Here is one M.E.’s opinion:

The original team, of course, first appeared in the partial reprint title Marvel Super-Heroes with issue #18 (January 1969), written by Arnold Drake and penciled by the late great Gene Colan. They appeared sporadically in several Marvel titles until the creative Steve Gerber got hold of them with Giant-Size Defenders #5 which continued into Defenders #26-29 (July-November 1975). The team, busy battling the Badoon, took off from there and has been seen in several incarnations, including the versions by scribes Dan Abnett and Andy Lanning (DnA) during their Guardians of the Galaxy run.

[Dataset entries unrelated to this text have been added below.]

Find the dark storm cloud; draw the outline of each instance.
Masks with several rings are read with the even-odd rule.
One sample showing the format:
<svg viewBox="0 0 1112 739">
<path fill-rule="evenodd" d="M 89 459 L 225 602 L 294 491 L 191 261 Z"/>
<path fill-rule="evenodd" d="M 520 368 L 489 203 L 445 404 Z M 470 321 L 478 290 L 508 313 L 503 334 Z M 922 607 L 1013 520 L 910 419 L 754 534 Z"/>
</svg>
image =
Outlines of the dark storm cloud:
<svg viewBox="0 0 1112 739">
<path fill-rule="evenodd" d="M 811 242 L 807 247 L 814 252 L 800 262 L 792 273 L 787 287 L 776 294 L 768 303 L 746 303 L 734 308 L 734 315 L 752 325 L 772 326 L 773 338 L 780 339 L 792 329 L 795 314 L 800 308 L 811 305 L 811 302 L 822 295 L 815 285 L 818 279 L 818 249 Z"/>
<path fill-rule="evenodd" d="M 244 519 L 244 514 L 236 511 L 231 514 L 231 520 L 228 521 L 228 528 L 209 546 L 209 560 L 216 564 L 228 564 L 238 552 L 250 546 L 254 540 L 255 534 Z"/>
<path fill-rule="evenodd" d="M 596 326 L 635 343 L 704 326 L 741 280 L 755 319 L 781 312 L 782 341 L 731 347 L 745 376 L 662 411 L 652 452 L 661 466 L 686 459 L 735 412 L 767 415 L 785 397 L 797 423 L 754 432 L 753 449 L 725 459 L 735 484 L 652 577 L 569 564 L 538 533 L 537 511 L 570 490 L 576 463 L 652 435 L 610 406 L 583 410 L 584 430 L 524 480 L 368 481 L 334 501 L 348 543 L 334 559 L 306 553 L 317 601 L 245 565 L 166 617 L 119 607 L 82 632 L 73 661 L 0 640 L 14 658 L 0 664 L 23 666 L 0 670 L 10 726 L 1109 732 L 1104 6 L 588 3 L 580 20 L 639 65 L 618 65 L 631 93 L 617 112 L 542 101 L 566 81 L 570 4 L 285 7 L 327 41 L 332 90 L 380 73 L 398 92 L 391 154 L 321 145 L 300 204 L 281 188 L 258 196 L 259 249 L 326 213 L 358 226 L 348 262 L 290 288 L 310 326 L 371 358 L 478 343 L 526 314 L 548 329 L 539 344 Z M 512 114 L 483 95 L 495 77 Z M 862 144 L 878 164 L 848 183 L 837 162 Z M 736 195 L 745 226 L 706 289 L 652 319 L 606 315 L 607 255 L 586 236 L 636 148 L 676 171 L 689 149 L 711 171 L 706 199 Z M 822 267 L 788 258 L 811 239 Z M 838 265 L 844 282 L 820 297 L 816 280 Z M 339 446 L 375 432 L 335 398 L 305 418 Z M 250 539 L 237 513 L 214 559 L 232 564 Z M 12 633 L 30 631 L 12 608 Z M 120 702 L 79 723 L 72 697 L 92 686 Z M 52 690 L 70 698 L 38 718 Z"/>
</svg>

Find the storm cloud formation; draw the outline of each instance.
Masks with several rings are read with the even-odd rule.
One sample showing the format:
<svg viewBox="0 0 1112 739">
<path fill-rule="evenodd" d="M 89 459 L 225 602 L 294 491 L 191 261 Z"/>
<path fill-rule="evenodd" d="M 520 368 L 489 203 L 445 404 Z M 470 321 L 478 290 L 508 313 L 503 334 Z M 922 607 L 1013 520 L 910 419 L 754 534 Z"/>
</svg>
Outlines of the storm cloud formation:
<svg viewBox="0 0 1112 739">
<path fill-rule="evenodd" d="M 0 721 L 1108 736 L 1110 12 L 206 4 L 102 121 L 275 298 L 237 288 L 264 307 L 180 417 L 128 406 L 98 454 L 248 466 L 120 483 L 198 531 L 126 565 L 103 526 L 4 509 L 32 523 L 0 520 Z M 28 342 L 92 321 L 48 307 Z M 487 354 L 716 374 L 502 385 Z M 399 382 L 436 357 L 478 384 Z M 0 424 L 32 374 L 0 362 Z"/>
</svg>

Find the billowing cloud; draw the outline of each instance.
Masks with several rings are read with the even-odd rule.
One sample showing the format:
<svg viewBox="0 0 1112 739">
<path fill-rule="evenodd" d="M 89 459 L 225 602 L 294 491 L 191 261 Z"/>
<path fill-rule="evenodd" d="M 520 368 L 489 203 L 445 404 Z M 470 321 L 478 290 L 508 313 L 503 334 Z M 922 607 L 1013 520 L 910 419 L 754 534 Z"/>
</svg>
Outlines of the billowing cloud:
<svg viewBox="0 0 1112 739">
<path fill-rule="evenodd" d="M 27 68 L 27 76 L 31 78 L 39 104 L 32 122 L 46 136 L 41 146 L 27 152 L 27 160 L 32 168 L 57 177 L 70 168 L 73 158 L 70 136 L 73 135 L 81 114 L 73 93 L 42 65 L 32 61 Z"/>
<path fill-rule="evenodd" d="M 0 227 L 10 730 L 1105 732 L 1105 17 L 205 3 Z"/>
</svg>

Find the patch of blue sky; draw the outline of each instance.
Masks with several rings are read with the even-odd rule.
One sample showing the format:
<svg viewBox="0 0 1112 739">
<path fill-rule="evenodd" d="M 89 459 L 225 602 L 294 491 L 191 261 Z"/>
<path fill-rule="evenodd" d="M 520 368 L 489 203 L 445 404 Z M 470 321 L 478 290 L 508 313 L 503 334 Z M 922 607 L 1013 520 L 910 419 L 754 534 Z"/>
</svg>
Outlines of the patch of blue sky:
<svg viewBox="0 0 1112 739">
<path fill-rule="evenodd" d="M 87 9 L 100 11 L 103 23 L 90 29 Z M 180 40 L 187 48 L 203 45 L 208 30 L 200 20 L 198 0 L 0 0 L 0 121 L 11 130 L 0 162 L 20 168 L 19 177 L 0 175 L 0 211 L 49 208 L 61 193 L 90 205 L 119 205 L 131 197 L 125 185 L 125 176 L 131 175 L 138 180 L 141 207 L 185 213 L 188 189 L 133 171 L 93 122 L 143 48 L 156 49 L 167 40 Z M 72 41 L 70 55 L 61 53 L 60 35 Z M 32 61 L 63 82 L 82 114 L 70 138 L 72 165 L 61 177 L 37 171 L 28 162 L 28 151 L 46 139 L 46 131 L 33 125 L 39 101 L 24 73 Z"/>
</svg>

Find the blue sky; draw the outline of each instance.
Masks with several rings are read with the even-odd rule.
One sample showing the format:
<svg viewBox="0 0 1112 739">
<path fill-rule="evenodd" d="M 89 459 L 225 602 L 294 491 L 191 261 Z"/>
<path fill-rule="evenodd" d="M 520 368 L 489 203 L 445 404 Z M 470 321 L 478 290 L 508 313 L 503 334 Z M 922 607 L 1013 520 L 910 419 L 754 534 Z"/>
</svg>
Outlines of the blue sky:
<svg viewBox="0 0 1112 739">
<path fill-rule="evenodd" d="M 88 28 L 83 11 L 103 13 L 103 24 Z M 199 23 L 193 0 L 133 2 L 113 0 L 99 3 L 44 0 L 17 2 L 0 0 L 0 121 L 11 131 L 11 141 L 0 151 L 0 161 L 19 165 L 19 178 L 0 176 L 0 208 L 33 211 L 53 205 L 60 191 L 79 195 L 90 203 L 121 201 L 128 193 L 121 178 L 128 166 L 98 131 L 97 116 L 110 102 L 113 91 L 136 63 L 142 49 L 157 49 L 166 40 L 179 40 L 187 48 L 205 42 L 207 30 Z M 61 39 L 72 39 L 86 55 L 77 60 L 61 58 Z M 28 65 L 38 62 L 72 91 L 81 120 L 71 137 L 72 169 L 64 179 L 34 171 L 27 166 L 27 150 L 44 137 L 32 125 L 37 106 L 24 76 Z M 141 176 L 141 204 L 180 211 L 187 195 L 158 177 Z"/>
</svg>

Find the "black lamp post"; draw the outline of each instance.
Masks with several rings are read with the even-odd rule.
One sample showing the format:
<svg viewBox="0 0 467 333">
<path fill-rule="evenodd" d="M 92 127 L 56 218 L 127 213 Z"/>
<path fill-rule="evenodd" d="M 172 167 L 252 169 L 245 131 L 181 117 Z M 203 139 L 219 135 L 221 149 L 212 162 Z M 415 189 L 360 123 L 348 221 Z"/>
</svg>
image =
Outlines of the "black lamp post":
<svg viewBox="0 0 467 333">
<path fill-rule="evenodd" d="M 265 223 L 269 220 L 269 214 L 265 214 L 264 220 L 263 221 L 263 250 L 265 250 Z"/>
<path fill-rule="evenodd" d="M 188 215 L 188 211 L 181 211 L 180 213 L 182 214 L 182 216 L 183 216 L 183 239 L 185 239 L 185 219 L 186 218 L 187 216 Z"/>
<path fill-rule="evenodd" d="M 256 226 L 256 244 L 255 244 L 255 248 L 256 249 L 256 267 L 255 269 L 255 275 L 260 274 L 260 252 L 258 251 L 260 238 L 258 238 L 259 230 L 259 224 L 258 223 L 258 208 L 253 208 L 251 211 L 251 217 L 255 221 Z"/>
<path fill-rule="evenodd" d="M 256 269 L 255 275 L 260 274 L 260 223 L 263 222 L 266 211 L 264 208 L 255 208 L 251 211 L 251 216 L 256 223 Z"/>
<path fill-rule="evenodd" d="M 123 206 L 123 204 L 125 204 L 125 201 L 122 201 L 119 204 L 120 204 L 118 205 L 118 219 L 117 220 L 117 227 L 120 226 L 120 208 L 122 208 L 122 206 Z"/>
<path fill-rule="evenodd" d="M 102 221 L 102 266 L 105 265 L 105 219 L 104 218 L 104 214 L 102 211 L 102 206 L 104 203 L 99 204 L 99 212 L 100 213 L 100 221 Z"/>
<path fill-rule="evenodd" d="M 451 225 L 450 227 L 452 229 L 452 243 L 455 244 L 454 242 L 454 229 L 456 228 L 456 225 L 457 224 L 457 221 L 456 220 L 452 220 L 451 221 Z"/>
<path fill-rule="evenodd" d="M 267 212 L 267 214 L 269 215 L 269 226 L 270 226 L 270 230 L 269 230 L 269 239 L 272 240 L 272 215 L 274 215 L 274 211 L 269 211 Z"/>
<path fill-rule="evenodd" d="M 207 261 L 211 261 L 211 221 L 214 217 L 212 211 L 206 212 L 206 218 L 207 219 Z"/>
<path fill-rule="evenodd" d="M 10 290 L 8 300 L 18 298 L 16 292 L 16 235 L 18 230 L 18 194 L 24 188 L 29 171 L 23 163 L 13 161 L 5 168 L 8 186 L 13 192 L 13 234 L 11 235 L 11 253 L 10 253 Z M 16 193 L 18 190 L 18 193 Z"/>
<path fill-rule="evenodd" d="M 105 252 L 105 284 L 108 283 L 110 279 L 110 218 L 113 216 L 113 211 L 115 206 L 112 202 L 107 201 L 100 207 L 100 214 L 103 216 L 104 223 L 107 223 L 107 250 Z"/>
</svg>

The original Guardians team, of course, is active in the 31st century in an alternate timeline of the Marvel Universe (Earth-691), which would give movie makers a freer hand at sci-fi since there would be no ties to modern-day Earth or its heroes and, if a series developed, would lend itself to time travel tales ala the well-remembered whale episode of the Star Trek movie franchise. Even though Star-Lord and crew were off in faraway space, that present day albatross would always be there, IMHO.

Also, take a look at the members of the original team: Major Vance Astro, an astronaut from the 20th century Earth who spends a thousand years traveling to Alpha Centauri in suspended animation; Martinex T’Naga, a crystalline being from Pluto; Charlie-27, a mighty-muscled soldier from Jupiter; and Yondu Udonta, a blue-skinned archer from Beta Centauri IV.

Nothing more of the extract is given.